Il giovane ufficiale non prova nessuna pietà per un gruppo di prigionieri feriti, stesi sull’erba verdastra cresciuta su questo deserto petroso con le piogge delle ultime settimane. Sono una dozzina, alcuni dei quali piuttosto malconci. Appena ci avviciniamo, con Ali veniamo investiti dall’odore pungente di ferite purulente. Uno di loro, con una gamba fasciata di garze sporche, dice di essere francese e di chiamarsi Frank Abdel Moussah. Indossa una kefiah e un giubbotto di pelle. Gli chiedo per prima cosa che cosa s’è fatto. «Quattro giorni fa sono stato ferito dalla scheggia d’una granata, ma nell’unico ospedale rimasto aperto a Baghuz hanno altro a cui pensare, quindi il taglio s’è infettato. Sono stato costretto dai miei capi ad arrendermi, io avrei voluto combattere fino alla fine. Ma se è questa la strada che Dio ha voluto per me, va bene così. Lo Stato islamico rinascerà altrove, magari tra cent’anni, e trionferà sul resto del mondo». Quindi nessun rimorso?. «Ricomincerei domani. Lo Stato islamico ha provato a governare le sue città seguendo il Corano, nulla di più. Sono stati forse compiuti alcuni errori. Ma chi non ne fa? Di certo non le potenze occidentali, che con le loro bombe ammazzano i bambini». Quando traduco in inglese ad Ali, i suoi occhi s’accendono d’ira. «Gli chieda piuttosto dei cinquemila curdi che hanno barbaramente trucidato», ringhia l’ufficiale.Nel primo pomeriggio, la quarantina di giornalisti provenienti dall’intero pianeta viene convogliata verso il campo petrolifero di Al Omar, che dista tre ore di macchina. Per motivi di sicurezza. Infatti, le Fds temono le “cellule dormienti”, composte da quegli islamisti sfuggiti alle maglie della cattura e che si stanno riorganizzando, pronti a colpire ovunque. Non solo, a sud di Deir Ezzor, la percentuale della popolazione curda scende vertiginosamente.

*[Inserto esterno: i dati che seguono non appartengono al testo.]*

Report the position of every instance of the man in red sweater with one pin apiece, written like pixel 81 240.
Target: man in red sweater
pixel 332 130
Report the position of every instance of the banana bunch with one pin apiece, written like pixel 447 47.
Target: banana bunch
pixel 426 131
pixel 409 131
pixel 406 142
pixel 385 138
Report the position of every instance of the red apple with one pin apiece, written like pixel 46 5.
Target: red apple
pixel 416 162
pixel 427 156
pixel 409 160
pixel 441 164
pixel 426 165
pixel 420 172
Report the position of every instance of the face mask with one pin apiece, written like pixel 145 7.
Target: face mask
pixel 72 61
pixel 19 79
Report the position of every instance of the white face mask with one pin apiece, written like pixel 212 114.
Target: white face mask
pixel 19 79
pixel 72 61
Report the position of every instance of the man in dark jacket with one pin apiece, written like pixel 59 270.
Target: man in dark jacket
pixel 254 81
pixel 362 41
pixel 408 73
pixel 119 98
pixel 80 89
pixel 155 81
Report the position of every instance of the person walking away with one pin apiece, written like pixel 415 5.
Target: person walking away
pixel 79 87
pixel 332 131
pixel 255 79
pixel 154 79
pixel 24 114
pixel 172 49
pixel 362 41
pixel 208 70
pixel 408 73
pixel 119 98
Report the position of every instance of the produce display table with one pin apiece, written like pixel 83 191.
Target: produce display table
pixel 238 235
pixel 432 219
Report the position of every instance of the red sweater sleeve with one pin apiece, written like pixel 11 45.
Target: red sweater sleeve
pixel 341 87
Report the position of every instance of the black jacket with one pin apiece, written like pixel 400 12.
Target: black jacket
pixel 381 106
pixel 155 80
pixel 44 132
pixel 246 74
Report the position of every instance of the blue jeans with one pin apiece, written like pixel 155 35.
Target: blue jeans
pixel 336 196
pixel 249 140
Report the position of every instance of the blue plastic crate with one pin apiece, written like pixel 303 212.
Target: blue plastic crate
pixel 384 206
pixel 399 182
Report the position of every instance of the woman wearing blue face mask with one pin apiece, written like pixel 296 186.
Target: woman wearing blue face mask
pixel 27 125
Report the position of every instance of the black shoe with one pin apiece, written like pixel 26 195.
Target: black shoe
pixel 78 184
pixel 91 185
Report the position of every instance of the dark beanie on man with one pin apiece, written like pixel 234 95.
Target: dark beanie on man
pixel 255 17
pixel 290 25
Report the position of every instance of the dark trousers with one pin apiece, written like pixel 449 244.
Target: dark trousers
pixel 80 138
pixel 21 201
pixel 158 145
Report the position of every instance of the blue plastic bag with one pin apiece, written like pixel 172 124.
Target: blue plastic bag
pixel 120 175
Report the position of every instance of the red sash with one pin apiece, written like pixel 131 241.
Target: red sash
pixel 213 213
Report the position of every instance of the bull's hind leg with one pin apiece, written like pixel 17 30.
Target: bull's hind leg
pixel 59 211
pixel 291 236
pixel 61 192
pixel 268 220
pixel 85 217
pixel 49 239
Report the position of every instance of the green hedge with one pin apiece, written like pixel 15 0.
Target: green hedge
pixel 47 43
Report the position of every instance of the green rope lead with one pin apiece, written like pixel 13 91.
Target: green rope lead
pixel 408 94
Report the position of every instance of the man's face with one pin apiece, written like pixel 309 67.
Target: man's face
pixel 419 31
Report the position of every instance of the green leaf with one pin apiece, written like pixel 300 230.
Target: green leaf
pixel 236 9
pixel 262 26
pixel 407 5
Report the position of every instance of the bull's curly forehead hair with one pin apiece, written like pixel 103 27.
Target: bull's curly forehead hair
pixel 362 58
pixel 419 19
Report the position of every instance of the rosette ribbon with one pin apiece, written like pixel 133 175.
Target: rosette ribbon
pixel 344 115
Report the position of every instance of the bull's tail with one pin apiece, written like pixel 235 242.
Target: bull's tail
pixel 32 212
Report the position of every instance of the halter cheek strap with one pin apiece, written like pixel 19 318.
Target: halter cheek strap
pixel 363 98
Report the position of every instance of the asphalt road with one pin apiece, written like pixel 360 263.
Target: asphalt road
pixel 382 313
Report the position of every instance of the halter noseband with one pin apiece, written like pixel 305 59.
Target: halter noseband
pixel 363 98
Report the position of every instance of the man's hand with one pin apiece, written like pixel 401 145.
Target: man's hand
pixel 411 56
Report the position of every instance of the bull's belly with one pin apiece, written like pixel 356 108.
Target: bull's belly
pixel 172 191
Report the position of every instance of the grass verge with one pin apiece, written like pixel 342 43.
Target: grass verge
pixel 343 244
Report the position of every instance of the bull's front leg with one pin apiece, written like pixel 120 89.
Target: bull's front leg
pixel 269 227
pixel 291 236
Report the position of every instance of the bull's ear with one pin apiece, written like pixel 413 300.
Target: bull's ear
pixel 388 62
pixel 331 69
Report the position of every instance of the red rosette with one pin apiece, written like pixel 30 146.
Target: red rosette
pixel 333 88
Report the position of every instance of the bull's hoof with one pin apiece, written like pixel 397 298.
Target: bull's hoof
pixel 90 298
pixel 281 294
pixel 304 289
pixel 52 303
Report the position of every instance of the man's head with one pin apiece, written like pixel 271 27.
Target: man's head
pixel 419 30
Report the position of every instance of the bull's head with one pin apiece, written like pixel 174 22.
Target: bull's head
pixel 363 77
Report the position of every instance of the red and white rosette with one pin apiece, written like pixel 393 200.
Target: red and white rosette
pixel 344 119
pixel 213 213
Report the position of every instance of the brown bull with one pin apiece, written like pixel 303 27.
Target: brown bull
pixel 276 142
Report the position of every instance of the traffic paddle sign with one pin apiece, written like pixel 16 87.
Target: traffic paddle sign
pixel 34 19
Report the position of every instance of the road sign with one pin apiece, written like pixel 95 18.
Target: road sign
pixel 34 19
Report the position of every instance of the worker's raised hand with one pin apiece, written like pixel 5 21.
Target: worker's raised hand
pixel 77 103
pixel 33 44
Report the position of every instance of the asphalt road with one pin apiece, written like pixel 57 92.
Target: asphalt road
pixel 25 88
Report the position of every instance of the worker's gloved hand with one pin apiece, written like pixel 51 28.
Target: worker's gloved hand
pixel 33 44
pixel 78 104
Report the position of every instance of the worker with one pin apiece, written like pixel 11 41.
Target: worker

Nei villaggi intorno a Baghuz vivono soprattutto arabi sunniti, quelli che hanno favorito o, comunque, non contrastato l’avvento dell’Isis. La prossima sconfitta del gruppo jihadista segnerà la fine territoriale dell’autoproclamato Califfato. Ma l’Isis ha già cominciato una sua mutazione per trasformarsi in un’organizzazione clandestina, che potrebbe rivelarsi non meno improvvida né meno micidiale. Intanto, alla base petrolifera di Al Omar è stato già allestito un palco da dove le Forze democratiche siriane si preparano ad annunciare al mondo la sconfitta dello Stato islamico.